Squeeze all of the juice out until you are left with just the pulp, and set it aside for later uses. Your liquid should be bright orange, fresh-tasting, and with a perfect balance of sweet and sour. You can always adjust the taste with the addition of more oleo, simple syrup, or vinegar depending on your preference.

Take note that the final result will have a thick and gloopy consistency because of the high concentrations of pectin. It won’t be as liquidy as many other bar ingredients making it a good option for adding thicker textures to drinks.

This shrub in particular doesn’t have a strong vinegar taste, making it very palatable and versatile in many cocktails.

Save Pulp for Garnishes

Save the leftover pulp that you have strained out for later use.
Unfortunately, the leftover chunky bits I have from the Fuyu Persimmon are not smooth enough to be made into an edible leather.
Instead, try dehydrating to the point that it turns hard and brittle.
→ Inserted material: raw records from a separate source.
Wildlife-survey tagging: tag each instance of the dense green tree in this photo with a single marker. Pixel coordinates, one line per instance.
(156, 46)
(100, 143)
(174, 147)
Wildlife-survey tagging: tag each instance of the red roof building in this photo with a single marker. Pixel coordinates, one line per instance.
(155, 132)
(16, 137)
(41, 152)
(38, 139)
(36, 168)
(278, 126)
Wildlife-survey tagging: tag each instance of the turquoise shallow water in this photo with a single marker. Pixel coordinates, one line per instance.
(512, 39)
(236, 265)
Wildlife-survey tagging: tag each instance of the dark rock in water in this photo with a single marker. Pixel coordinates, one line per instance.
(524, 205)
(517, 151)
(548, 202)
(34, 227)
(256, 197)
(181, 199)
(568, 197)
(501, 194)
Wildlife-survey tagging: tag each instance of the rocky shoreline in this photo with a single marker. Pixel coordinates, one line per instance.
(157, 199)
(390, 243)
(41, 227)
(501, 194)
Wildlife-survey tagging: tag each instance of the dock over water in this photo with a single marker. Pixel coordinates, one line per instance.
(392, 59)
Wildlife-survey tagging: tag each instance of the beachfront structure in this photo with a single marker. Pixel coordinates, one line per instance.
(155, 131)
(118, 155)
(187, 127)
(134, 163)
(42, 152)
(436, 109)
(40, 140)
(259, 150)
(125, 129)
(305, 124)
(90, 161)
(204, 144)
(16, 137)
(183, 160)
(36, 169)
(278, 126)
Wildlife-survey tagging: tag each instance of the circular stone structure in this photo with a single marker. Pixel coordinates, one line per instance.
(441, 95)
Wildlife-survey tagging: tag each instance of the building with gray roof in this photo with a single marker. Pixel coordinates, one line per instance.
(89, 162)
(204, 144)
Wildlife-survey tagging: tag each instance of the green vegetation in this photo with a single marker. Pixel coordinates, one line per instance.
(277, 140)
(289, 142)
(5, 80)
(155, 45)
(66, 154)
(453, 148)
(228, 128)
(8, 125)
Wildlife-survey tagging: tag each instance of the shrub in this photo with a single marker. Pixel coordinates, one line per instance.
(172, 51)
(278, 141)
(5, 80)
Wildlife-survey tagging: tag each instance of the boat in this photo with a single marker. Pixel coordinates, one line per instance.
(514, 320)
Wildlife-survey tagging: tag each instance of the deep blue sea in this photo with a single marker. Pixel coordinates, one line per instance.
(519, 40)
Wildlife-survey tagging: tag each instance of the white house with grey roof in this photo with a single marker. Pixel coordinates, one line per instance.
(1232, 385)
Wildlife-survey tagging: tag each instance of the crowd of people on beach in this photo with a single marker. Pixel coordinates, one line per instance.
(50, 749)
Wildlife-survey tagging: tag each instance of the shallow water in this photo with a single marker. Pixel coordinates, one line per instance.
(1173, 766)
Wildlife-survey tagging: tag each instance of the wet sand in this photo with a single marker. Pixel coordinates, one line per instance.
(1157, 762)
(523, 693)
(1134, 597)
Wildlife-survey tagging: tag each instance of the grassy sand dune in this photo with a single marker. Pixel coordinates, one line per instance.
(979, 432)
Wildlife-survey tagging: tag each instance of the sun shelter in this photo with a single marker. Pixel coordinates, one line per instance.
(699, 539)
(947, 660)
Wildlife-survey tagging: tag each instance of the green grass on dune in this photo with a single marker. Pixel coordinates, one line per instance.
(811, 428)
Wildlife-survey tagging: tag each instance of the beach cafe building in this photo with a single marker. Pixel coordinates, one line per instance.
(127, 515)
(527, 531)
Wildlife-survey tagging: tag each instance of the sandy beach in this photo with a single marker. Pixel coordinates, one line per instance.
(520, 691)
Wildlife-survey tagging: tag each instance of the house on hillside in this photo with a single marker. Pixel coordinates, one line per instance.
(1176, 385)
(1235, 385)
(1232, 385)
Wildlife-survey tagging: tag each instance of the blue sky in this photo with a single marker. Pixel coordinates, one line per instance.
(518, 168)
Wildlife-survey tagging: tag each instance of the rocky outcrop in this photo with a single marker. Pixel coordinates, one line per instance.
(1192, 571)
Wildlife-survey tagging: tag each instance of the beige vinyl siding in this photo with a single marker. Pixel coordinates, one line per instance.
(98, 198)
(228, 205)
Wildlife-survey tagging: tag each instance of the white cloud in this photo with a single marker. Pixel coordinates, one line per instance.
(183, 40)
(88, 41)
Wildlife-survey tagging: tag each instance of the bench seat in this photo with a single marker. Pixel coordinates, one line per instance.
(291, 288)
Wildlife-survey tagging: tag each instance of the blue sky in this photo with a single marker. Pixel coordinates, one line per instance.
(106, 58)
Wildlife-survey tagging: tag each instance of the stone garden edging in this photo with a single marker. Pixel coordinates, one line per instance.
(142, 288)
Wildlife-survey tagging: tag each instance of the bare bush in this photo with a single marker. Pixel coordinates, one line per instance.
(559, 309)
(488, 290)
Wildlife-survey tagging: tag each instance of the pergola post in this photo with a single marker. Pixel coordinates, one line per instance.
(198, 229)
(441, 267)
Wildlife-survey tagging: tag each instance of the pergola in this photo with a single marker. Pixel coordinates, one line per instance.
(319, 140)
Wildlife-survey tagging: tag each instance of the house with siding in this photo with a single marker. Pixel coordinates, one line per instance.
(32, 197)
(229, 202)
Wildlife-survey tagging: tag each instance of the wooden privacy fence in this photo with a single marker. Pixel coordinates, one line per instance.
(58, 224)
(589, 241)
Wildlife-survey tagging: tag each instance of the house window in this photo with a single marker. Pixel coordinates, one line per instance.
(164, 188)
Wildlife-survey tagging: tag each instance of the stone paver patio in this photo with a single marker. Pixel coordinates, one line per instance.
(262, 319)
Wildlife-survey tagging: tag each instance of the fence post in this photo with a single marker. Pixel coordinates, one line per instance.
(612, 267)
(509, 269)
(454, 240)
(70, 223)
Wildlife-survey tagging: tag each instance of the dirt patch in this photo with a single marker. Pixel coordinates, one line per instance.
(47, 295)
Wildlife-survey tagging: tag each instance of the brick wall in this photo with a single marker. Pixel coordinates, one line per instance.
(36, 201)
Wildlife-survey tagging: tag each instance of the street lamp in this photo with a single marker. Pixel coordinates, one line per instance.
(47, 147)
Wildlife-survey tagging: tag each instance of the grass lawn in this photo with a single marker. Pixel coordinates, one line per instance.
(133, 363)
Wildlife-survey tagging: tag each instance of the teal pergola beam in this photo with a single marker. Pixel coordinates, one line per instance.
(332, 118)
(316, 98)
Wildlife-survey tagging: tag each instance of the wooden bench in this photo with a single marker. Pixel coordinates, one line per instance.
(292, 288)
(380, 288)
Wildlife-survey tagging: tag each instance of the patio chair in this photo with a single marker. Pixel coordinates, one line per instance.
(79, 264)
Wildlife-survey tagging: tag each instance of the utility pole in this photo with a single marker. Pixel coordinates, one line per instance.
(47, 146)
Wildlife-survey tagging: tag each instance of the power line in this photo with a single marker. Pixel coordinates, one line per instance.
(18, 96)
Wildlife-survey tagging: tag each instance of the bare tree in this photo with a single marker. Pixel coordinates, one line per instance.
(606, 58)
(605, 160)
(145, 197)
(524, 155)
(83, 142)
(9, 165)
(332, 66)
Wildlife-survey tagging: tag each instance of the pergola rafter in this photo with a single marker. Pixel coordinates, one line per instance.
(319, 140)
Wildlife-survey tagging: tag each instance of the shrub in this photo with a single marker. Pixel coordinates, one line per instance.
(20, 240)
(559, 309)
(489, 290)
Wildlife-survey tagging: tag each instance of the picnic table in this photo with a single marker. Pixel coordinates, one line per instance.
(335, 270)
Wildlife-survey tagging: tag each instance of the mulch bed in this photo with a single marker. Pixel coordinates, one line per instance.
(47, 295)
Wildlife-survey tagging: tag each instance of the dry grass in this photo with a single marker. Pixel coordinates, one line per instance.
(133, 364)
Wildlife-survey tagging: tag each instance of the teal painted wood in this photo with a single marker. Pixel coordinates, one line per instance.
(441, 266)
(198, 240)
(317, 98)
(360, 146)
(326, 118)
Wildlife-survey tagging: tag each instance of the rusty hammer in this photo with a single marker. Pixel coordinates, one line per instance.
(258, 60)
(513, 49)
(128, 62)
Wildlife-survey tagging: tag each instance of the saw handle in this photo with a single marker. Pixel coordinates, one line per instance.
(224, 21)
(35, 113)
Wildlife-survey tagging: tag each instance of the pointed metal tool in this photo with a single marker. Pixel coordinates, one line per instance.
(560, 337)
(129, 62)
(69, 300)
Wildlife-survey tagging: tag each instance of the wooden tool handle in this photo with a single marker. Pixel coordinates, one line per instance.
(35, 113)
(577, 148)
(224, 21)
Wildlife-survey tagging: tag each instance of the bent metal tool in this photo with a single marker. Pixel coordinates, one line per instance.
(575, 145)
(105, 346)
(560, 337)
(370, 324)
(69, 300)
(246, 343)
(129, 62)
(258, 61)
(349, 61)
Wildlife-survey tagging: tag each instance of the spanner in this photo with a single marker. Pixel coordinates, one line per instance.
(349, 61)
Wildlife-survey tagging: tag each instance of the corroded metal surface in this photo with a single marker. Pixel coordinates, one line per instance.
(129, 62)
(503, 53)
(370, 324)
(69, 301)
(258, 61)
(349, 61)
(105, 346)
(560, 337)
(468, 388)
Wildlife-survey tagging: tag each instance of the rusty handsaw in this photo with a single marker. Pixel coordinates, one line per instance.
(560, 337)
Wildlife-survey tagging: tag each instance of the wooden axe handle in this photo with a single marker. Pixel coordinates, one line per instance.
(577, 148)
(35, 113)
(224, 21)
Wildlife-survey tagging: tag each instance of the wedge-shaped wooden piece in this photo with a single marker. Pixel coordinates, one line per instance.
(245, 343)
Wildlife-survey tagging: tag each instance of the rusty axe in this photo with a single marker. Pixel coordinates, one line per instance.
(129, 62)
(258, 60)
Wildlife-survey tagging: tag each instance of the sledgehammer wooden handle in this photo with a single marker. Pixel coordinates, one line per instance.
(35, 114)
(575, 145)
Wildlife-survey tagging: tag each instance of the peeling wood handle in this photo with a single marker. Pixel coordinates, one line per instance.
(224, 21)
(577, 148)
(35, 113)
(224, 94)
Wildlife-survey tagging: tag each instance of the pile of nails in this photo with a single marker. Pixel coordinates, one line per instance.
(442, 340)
Grind them up using a spice grinder to make a dust, and use that dust as a sweet/sour rim or for other uses.
Remember that your dust will still have the persimmons flavor with an additional acidic taste from the vinegar.
Drink Sustainably!

Featured Cocktail:
Persimmon Sour

Sweet and sour with a fall fruit to make your guest feel comfy cozy. Persimmon works well with pretty much any spirit, especially the aged ones!

  • 60ml Bourbon
  • 30ml Persimmon Shrub
  • 30ml Lemon Juice
  • 20ml Simple Syrup

Garnish with Persimmon Pulp Taffy & powdered sugar.